De commissie overweegt het volgende.
Patiënte ging als gevolg van M. Parkinson en artrose lichamelijk steeds verder achteruit. Door een psychiatrische component in haar persoonlijkheid kon zij slecht omgaan met de gevolgen van deze ziektes. Coping speelde dus een rol bij het lijden van patiënte en daarom raadpleegde de arts een onafhankelijke psychiater om behandelalternatieven en wilsbekwaamheid te laten beoordelen.
Deze psychiater was van oordeel dat er geen behandelopties meer waren en dat patiënte een vrijwillig en weloverwogen verzoek uitte.
De eerste consulent vond echter dat er niet aan de zorgvuldigheidseisen was voldaan omdat het verzoek niet weloverwogen zou zijn. De arts liet dit advies zwaar wegen, maar was desondanks zelf overtuigd dat het verzoek en ondraaglijk lijden van patiënte voornamelijk bepaald werd door haar fysieke achteruitgang. Bovendien vond hij patiënte wel in staat om goed na te denken over haar situatie en haar verzoek.
Hij raadpleegde de onafhankelijke psychiater opnieuw. Laatstgenoemde onderbouwde schriftelijk in addendum op haar eerdere verslag nogmaals duidelijk waarom zij vond dat patiënte wél wilsbekwaam was en wél een weloverwogen euthanasiewens kon uiten.
Vervolgens vroeg de arts als tweede consulent een SCEN-arts tevens psychiater om de gehele casus te beoordelen. De tweede consulent met specifieke expertise, kwam tot de conclusie dat wel aan de zorgvuldigheidseisen was voldaan.

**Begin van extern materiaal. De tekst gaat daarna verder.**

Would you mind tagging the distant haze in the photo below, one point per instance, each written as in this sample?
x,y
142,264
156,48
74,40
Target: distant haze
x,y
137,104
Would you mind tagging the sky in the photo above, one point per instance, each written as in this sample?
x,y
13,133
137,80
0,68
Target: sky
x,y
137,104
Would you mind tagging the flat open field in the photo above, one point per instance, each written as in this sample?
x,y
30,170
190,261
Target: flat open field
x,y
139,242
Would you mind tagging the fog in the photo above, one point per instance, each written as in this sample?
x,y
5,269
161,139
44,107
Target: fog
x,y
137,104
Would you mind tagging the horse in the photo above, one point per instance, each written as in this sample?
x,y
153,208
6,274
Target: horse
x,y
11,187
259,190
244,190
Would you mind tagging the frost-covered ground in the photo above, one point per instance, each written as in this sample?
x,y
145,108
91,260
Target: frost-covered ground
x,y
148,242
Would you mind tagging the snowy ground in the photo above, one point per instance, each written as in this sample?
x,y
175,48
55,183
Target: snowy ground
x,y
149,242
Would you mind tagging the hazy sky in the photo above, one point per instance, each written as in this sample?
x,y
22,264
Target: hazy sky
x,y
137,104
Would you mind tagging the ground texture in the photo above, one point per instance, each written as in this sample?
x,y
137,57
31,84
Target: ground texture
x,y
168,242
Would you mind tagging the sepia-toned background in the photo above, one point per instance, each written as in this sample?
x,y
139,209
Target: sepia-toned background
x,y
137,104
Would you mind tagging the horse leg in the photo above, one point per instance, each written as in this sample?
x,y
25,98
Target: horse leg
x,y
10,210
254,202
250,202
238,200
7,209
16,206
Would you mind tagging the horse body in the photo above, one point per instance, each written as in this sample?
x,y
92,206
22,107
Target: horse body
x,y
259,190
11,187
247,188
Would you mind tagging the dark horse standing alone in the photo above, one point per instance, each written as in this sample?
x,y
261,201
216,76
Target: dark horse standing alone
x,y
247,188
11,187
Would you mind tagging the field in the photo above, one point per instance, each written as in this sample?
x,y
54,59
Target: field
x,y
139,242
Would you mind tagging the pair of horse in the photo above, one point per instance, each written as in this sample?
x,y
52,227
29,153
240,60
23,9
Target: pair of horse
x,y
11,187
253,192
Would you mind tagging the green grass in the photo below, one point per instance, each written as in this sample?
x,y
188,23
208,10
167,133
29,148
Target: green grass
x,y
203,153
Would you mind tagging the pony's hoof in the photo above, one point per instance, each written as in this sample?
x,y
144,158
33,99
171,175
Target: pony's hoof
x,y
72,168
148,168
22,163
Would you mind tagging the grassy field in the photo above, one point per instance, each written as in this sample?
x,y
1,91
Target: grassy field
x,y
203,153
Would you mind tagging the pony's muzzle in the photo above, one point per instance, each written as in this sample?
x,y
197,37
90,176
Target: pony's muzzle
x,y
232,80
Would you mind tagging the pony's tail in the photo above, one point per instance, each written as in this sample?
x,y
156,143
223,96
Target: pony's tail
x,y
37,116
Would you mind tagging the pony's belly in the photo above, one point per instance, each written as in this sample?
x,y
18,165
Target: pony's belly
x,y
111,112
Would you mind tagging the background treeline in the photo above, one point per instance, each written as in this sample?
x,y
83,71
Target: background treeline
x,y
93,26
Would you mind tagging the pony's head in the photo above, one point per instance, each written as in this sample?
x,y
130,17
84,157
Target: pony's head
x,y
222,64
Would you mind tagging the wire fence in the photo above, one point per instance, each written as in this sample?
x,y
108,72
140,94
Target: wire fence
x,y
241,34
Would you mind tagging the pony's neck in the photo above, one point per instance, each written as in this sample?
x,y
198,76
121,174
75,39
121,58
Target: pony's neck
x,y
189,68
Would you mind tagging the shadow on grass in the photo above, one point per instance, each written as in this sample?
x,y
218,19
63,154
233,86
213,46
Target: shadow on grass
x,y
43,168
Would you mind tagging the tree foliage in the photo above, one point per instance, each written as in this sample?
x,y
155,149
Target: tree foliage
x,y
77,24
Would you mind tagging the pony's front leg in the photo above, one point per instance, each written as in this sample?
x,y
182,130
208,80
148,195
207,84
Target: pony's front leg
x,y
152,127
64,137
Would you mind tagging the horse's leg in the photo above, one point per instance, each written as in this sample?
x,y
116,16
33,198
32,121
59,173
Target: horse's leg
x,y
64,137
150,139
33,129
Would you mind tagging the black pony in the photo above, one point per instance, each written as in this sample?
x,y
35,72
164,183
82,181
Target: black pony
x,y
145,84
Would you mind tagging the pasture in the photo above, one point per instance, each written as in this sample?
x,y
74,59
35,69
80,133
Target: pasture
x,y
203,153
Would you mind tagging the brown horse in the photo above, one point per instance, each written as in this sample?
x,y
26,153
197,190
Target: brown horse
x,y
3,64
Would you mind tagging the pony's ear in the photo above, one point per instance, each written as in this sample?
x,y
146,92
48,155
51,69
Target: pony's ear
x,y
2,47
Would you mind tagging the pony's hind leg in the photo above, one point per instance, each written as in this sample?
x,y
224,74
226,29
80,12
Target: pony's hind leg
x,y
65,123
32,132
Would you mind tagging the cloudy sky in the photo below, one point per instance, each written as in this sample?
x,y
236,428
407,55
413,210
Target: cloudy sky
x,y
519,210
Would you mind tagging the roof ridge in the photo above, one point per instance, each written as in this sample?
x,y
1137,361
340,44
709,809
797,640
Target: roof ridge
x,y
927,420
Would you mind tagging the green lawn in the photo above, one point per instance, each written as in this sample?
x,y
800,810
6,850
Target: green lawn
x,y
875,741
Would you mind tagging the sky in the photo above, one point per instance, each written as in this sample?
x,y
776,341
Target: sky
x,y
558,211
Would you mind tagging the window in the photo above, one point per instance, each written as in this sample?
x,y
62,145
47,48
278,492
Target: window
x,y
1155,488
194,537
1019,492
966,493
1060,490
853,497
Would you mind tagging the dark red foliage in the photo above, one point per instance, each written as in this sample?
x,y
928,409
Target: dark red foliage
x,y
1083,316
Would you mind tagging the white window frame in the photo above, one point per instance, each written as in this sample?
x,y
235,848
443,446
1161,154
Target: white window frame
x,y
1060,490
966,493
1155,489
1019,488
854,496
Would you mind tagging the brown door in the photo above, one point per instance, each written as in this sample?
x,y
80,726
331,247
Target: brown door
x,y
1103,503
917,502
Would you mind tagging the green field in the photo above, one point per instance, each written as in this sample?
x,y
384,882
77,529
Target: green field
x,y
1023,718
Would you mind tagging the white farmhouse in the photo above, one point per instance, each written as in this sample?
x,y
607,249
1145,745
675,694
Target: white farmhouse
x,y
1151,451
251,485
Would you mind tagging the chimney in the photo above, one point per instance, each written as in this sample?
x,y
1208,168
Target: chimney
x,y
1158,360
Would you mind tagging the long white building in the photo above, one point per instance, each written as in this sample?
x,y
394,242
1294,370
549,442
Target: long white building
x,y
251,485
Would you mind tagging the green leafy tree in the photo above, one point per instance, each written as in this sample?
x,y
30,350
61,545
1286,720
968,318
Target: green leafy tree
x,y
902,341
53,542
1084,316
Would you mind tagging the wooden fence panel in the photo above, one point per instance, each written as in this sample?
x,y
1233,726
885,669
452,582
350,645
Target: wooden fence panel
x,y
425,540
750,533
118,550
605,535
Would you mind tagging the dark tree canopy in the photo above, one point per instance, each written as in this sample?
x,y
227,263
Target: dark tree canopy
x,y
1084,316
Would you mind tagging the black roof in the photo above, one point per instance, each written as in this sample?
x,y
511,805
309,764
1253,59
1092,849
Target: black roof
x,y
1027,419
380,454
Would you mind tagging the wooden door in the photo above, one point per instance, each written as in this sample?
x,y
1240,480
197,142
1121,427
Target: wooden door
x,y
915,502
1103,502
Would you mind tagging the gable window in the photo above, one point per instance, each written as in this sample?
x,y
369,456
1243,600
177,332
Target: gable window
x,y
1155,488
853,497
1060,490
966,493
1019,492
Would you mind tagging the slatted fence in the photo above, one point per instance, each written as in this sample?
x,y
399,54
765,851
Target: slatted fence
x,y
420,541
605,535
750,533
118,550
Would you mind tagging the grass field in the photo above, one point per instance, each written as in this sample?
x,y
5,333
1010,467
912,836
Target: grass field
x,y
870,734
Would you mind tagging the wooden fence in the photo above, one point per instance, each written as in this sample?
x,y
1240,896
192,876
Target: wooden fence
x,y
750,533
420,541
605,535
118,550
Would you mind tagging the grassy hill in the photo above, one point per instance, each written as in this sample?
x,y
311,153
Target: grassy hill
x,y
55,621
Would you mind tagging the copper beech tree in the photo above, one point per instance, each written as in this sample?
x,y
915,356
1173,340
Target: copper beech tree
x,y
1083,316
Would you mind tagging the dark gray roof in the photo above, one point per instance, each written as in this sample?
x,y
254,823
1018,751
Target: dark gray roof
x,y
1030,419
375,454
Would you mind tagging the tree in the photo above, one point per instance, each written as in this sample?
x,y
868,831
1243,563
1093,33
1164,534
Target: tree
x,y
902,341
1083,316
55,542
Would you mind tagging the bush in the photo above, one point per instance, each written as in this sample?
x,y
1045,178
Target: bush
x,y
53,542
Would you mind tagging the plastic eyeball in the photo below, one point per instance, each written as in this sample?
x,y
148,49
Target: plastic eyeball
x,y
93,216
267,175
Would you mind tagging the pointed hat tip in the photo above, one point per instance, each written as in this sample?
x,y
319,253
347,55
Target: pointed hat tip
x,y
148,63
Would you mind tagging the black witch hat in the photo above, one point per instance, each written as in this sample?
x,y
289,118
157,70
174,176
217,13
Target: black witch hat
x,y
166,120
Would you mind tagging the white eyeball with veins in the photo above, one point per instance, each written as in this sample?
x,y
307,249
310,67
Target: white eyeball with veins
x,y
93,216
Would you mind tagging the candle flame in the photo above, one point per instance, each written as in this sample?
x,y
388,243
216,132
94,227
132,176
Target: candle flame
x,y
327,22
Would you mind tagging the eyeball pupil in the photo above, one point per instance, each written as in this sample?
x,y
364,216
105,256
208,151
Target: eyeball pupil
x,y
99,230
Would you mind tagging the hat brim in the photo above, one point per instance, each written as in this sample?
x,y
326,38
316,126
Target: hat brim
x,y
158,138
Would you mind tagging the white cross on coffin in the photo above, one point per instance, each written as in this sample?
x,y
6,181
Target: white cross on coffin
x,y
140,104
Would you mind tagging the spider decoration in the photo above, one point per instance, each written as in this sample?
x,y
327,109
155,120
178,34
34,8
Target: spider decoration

De arts is in deze casus waarbij psychiatrie een rol speelde extra behoedzaam te werk gegaan door een onafhankelijk psychiater te raadplegen. Na het negatieve advies van de eerste consulent raadpleegde hij de onafhankelijke psychiater nogmaals en ook nog een tweede consulent met specifieke psychiatrische deskundigheid. De arts heeft zich op juiste wijze verantwoord door zijn handelen nog tweemaal extra te laten spiegelen
Gelet op bovenstaande feiten en omstandigheden is de commissie van oordeel dat de arts tot de overtuiging kon komen dat er sprake was van een vrijwillig en weloverwogen verzoek van de patiënte en van uitzichtloos en ondraaglijk lijden. De arts heeft de patiënte voldoende voorgelicht over de situatie waarin deze zich bevond en over haar vooruitzichten. De arts is met patiënte tot de overtuiging kunnen komen dat er voor de situatie waarin zij zich bevond geen redelijke andere oplossing was. De arts heeft tenminste één andere, onafhankelijke arts geraadpleegd, die patiënte heeft gezien en schriftelijk zijn oordeel heeft gegeven over de zorgvuldigheidseisen. De arts heeft de levensbeëindiging op verzoek medisch zorgvuldig uitgevoerd.
Beslissing
De arts heeft gehandeld overeenkomstig de zorgvuldigheidseisen bedoeld in artikel 2 lid 1 van de Wet toetsing levensbeëindiging op verzoek en hulp bij zelfdoding.